The divestment movement asks investors to commit to selling their investments in the biggest 200 fossil fuel companies over five years. A series of analyses have shown that there are already three times more fossil fuels in accessible reserves than can be burned if catastrophic climate change is to be avoided, as world leaders have pledged.
The campaigners argue that companies spending trillions of dollars exploring for more fossil fuels that could not be burned if climate change is to be checked is a danger to both the environment and investors’ capital. Divestment has been backed by the anti-apartheid campaigner Archbishop Desmond Tutu, while the heads of the Bank of England and the World Bank have both warned that action to cut carbon emissions would devalue fossil fuel investments.
The Move Your Money campaign is targeting HSBC, Barclays, Lloyds, Santander and the Royal Bank of Scotland, which also owns NatWest. Only HSBC responded to a request for comment. A spokesman said: “HSBC recognises climate change is a serious threat to the world [but] the shift to a low-carbon economy will take time and fossil fuels will be an important part of the global energy mix for the foreseeable future.” He said HSBC policy “severely restricted” its financing of new coal-fired power plants.
Other UK divestment events this week included Bristol city council following Oxford in excluding fossil fuels from their investments and a protest at the Church of England’s general synod. In Australia, people will be moving their money from banks looking to finance the world’s largest coal port in the Great Barrier Reef world heritage site.
New divestment campaigns will be launched on Saturday in countries including France, Vietnam, Ukraine and Japan. In the US, where the campaign began, activists in California will demonstrate at the country’s biggest pension fund, CalPERS, which is already the subject of a state bill requiring divestment. US students are also staging sit-ins at universities that have refused to divest, such as Harvard, which has a $36bn endowment fund.
“Divestment serves as a key tool in moving the world beyond fossil fuels and towards renewable energy,” said Payal Parekh, global managing director for campaigners 350.org. “The divestment movement is modelling what governments need to be doing: withdrawing funds from the problem and investing in the solution.”
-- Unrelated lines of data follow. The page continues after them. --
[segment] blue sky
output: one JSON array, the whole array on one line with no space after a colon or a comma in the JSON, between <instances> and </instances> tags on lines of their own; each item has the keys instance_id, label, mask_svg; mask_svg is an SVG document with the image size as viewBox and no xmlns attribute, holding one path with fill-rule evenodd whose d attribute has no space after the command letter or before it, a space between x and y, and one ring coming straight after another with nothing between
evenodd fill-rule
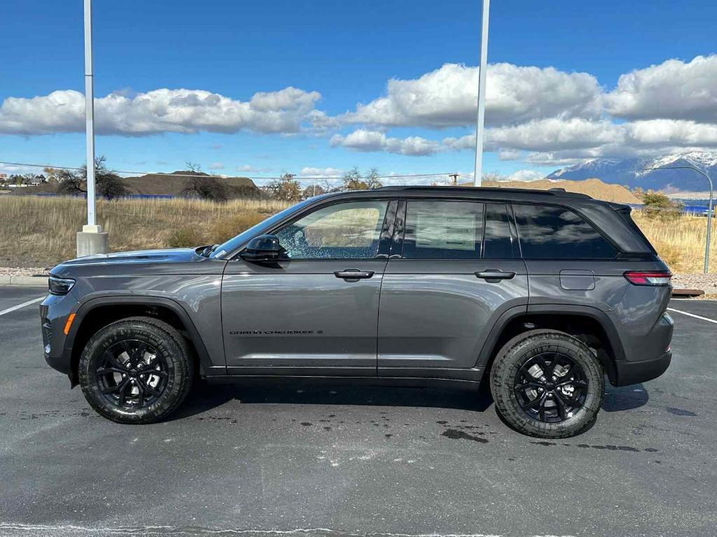
<instances>
[{"instance_id":1,"label":"blue sky","mask_svg":"<svg viewBox=\"0 0 717 537\"><path fill-rule=\"evenodd\" d=\"M393 108L387 112L379 107L369 115L355 112L358 103L386 97L392 79L420 80L445 64L475 66L479 1L94 4L95 96L115 94L129 100L107 112L114 114L114 123L97 139L98 153L107 155L112 167L170 171L182 168L189 160L205 170L214 166L217 173L252 176L311 168L326 173L327 168L353 165L376 166L384 173L473 170L470 139L465 137L473 132L466 119L470 113L460 104L462 99L470 99L457 96L453 102L446 97L467 91L461 87L470 85L465 84L471 79L470 71L440 71L436 79L443 82L437 85L432 79L396 90L397 102L404 104L404 97L414 92L424 95L429 107L434 101L446 100L440 110L415 116L404 110L396 112L400 117L385 122L376 120L376 115L395 112L395 103L389 103ZM77 132L77 117L62 116L70 105L63 102L53 109L57 103L22 100L15 103L19 107L10 110L12 103L6 100L83 90L82 4L81 0L4 2L0 160L65 165L83 161L84 135ZM493 102L497 110L499 102L511 108L513 101L523 100L527 112L515 117L510 111L495 112L489 125L495 130L494 141L487 147L486 170L550 171L590 156L622 156L617 147L627 146L635 154L659 154L717 145L713 132L717 122L704 105L714 107L717 102L711 101L717 99L716 84L706 97L698 95L701 84L717 82L711 78L717 72L717 60L710 56L717 52L717 38L709 23L717 19L717 3L494 0L491 8L489 63L554 67L563 78L539 69L496 69L495 79L502 76L508 82L495 90L493 101L489 88L489 116ZM706 57L706 61L693 63L699 56ZM619 95L611 94L621 75L670 59L680 62L662 71L645 72L643 77L653 85L663 84L664 90L650 93L645 90L650 84L643 83L637 89L626 87ZM573 80L576 72L594 79ZM675 72L678 79L691 77L690 83L697 88L692 97L700 99L694 112L685 117L680 110L660 112L665 107L660 100L676 106L684 97L679 95L682 84L675 83ZM490 75L489 69L489 80ZM574 88L570 85L574 82ZM544 94L528 95L526 87L533 86ZM569 95L561 97L569 86L565 93ZM250 102L257 92L271 94L274 100L273 92L290 87L303 93L287 96L288 111L279 105L267 112L273 105L258 102L246 111L237 104ZM199 117L204 113L197 110L192 119L183 116L168 127L166 118L157 125L156 117L148 120L152 125L146 129L136 127L145 120L145 111L137 110L138 101L133 100L153 90L181 88L219 94L231 100L227 106L241 110L235 110L237 117L229 125L223 124L219 112L205 127L206 121ZM608 97L603 100L604 95ZM563 97L565 107L574 107L569 113L561 111ZM538 107L536 103L546 98L555 100L553 108L532 115L530 110ZM596 100L608 104L597 105ZM326 120L320 127L312 119L315 111ZM275 112L285 116L288 126L267 126ZM191 112L182 108L177 113ZM120 117L123 114L126 117ZM648 143L635 134L655 131L656 124L645 121L663 122L660 128L690 134L675 142L670 130L665 135L667 141ZM684 122L696 122L698 128L690 129L692 124ZM631 125L630 133L618 133L625 122ZM579 132L569 142L535 134L550 129ZM607 137L596 148L589 142L572 142L581 136Z\"/></svg>"}]
</instances>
Leading financial groups including Goldman Sachs, Citigroup and Standard & Poor’s have also warned of the risk posed to fossil fuel investments by action on climate change. A series of large funds have excluded coal and other highly polluting companies, including the world’s largest sovereign wealth fund in Norway, which revealed it had shed dozens of coal companies on 5 February. In September, the Rockefellers, heirs to the fabled Standard Oil fortune, withdrew their funds from fossil fuel fuels.
“As a rule, money flows downwards, to ever lower moral levels,” said Professor Hans Joachim Schellnhuber, director of the Potsdam Institute for Climate Impact Research in Germany and a former chief adviser to Angela Merkel and the European commission president José Manuel Barroso. “Why? Because the return on investment is highest in the most unsustainable business cases.
“Divestment tries to invert this flow and to make the money move upwards again,” he said. “Everyone can contribute, from huge institutional investors to each ordinary citizen with a bank account or a retirement scheme.”